NASA spacecraft ready to explore outer solar system

The new spacecraft will allow scientists to understand the global reaction between our Sun and the galaxy.Provided by NASA Headquarters, Washington, D.C.
By | Published: October 6, 2008 | Last updated on May 18, 2023

Voyager 1
Voyager 1 has traveled toward the boundary between our solar system and interstellar space.
JPL/NASA
October 6, 2008
The first NASA spacecraft to image and map the dynamic interactions taking place where the hot solar wind slams into the cold expanse of space is ready for launch October 19. The 2-year mission will begin from the Kwajalein Atoll, a part of the Marshall Islands in the Pacific Ocean.

The Interstellar Boundary Explorer (IBEX) will conduct extremely high-altitude orbits of Earth to investigate and capture images of processes taking place at the farthest reaches of the solar system. Known as the interstellar boundary, this region marks where the solar system meets interstellar space.

“The interstellar boundary regions are critical because they shield us from the vast majority of dangerous galactic cosmic rays, which otherwise would penetrate into Earth’s orbit and make human spaceflight much more dangerous,” says David J. McComas, IBEX principal investigator and senior executive director of the Space Science and Engineering Division at the Southwest Research Institute in San Antonio.

The story of the outer solar system began to unfold when the Voyager 1 and Voyager 2 spacecrafts left the inner solar system and headed out toward the boundary between our solar system and interstellar space.

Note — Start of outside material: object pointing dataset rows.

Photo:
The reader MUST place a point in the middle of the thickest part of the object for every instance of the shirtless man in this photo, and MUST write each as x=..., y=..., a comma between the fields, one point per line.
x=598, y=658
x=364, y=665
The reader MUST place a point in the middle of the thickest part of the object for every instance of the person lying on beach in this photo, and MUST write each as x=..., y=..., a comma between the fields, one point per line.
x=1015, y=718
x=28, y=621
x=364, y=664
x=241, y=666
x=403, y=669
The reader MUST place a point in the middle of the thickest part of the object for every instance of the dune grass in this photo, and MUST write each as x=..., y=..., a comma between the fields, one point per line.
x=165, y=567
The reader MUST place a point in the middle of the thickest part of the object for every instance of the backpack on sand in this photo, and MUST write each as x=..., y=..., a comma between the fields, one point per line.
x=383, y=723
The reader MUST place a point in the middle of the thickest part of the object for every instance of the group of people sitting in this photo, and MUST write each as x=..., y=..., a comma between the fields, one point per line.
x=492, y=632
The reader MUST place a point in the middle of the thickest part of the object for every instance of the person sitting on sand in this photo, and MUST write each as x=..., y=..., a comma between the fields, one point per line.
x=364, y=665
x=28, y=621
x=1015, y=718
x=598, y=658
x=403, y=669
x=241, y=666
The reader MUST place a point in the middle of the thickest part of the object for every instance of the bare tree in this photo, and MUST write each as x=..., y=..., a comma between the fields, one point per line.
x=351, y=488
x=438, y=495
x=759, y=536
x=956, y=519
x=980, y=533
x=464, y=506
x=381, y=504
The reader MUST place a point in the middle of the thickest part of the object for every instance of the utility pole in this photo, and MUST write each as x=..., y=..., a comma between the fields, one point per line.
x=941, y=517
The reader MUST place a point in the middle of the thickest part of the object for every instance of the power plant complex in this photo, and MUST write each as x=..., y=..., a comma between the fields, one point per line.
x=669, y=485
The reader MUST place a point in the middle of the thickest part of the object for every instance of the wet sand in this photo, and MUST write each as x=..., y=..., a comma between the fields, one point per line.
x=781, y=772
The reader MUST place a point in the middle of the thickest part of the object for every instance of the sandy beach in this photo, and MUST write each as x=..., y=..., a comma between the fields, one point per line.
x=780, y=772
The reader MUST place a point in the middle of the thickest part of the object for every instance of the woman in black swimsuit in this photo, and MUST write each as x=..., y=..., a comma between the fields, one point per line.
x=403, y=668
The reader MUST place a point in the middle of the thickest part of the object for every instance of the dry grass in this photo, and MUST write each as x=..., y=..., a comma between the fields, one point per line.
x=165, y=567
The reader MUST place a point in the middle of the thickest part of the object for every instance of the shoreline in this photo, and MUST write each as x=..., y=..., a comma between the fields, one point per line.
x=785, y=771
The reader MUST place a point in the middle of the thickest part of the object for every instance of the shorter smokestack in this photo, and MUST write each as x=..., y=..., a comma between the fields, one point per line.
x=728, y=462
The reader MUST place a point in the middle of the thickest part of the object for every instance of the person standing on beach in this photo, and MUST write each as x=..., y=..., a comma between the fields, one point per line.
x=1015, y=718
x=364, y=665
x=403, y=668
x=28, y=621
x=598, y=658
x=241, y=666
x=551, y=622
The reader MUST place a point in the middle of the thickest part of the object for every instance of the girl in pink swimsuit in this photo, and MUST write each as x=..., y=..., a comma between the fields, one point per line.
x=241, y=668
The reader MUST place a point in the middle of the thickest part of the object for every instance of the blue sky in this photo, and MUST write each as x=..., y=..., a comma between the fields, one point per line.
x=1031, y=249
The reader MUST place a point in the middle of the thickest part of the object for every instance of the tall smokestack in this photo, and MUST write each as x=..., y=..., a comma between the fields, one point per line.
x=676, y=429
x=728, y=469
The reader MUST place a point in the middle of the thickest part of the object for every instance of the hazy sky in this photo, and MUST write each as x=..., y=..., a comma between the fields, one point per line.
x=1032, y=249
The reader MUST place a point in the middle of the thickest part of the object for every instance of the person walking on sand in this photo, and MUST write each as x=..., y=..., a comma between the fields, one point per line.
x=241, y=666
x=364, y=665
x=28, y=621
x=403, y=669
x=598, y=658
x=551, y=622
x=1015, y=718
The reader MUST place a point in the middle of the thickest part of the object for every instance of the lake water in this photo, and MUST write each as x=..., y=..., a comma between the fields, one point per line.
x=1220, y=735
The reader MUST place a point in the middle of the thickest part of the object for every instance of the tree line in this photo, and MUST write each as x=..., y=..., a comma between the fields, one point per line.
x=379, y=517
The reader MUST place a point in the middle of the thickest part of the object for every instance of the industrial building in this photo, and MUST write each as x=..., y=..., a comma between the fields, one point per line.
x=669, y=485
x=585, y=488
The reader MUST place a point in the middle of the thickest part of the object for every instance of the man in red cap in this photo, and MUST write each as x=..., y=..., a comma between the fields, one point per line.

“The Voyager spacecraft are making fascinating observations of the local conditions at two points beyond the termination shock that show totally unexpected results and challenge many of our notions about this important region,” says McComas.

Other spacecraft have continued the exploration of the interstellar boundary region. Recently, a pair of NASA Sun-focused satellites, the Solar Terrestrial Relations Observatory mission, detected a higher-energy version of the particles IBEX will observe in the heliosphere, an area that contains the solar wind. It stretches from the Sun to a distance several times the orbit of Pluto.

IBEX is poised to thoroughly map this interstellar boundary region of the solar system. The images will allow scientists to understand the global interaction between our Sun and the galaxy for the very first time.

IBEX will be launched aboard a Pegasus rocket dropped from under the wing of an L-1011 aircraft flying over the Pacific Ocean. The Pegasus will carry the spacecraft approximately 130 miles (209 kilometers) above Earth and place it in orbit.

“What makes the IBEX mission unique is that it has an extra kick during launch,” says Willis Jenkins, IBEX program executive at NASA Headquarters in Washington. “An extra solid-state motor pushes the spacecraft further out of low-Earth orbit where the Pegasus launch vehicle leaves it.”